Dicembre 2013
Partire è stata una buona scelta, tornare è stata una scelta migliore, ma la scelta più importante è restare.
Siedo in un autobus sovraffollato, davanti a me lo sguardo vagamente inquisitorio di un pesce rosso che mi fissa da un sacchetto di plastica e accanto a me un uomo che conosco appena, e che, mi dico, non mi conosce per niente – mio padre.
«Ma dài» dice, il dito puntato fuori dal finestrino. «Guarda là!»
Là dove sta puntando il dito c’è l’incanto dell’India meridionale.
Un gruppo di enormi bovini che attraversano l’autostrada provoca in lui uno stupore quasi infantile.
«È incredibile» continua, gli occhi che corrono da una parte all’altra. «C’è così tanto da vedere che hai paura a sbattere le palpebre.»
Nonostante la stanchezza del viaggio, mio padre mi strappa un sorriso mio malgrado. «Te l’avevo detto, no?» Inspiro a fondo l’aria dolce.
Il pesce rosso nel sacchetto, il ragazzo che lo regge in mano e pressoché l’intero autobus ci lanciano occhiate ormai esplicite, gli sguardi animati da una curiosità innocente, mentre la città di Madurai sparisce alle nostre spalle e il paesaggio rurale si schiude davanti a noi.
Mi stringo lo zaino verde al petto, trafitto da un misto di gioia e nostalgia.
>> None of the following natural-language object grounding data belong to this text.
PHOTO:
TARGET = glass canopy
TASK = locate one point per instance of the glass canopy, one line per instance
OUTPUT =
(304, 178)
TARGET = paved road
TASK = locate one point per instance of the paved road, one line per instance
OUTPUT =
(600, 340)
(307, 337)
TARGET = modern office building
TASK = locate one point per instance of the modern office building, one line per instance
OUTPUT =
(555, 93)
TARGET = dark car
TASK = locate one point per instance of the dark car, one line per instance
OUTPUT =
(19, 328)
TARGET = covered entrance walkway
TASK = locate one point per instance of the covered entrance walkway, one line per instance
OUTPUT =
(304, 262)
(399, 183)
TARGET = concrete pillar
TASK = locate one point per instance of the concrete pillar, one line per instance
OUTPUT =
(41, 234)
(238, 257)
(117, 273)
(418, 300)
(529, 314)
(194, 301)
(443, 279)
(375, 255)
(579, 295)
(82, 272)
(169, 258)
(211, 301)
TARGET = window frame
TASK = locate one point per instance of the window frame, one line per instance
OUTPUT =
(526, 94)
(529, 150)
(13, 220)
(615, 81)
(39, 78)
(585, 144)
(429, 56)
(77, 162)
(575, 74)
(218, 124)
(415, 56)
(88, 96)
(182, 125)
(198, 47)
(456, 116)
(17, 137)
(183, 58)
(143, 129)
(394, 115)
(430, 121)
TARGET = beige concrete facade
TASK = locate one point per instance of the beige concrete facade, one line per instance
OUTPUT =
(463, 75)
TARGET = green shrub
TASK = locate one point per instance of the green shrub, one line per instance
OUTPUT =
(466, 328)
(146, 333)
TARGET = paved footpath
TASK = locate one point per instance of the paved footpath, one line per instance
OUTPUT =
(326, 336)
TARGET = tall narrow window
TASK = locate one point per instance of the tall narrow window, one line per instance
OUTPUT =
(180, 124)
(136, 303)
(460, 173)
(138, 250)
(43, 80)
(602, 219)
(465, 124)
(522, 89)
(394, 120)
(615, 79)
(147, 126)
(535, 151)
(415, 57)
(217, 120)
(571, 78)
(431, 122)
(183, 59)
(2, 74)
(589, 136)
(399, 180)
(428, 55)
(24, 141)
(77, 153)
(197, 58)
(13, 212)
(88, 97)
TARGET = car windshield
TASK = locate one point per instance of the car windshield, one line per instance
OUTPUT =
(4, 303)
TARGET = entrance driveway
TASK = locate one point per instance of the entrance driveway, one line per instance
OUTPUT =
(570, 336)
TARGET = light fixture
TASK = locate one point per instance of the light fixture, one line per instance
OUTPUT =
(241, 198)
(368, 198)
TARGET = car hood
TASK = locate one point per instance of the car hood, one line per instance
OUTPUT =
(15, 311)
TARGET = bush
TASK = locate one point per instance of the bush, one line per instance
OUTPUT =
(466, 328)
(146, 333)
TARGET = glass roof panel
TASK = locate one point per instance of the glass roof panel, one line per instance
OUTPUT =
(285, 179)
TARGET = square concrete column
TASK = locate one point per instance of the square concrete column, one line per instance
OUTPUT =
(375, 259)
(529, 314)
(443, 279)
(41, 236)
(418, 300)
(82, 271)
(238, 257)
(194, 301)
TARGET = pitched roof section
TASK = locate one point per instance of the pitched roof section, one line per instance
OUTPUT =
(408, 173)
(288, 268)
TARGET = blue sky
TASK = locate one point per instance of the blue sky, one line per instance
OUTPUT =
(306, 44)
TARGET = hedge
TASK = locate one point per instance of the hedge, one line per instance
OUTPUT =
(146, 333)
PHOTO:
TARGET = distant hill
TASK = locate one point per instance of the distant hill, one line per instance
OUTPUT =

Tento di tenere a bada le emozioni quando vedo le colline emergere oltre i campi riarsi, oltre i templi contadini, all’orizzonte. Nonostante senta sotto di me i buchi sul sedile logoro, nonostante il rombo del vento che soffia attraverso i finestrini privi di vetri, fatico a credere di essere qui, di esserci riuscito.
«Questa è la nostra» gli faccio un cenno scacciando il pensiero, e balzo giù dall’autobus ancora in corsa. Mi volto, quando ho ripreso l’equilibrio, sperando che mio padre sia riuscito a scendere tutto intero.
Siamo compagni di viaggio improbabili, noi due: io con un enorme zaino sulle spalle e lui con un’espressione di costante meraviglia in volto, in mezzo alla via principale di Chinnalapatti.
Il villaggio non è cambiato di una virgola nei quattro mesi dalla mia partenza, i negozianti di strada si adoperano friggendo e preparando il tè come sempre, le vecchie motociclette sgasano sollevando nuvole di polvere, e il cielo è enorme e blu e quasi travolgente, sopra le nostre teste.
Nell’attesa, mangiamo un dosa nel piccolo hotel dal tetto di paglia che per miracolo sta ancora in piedi all’angolo della via.
«Davvero per te non è piccante?» chiede mio padre, gli occhi lucidi e il naso che cola, dopo appena tre bocconi.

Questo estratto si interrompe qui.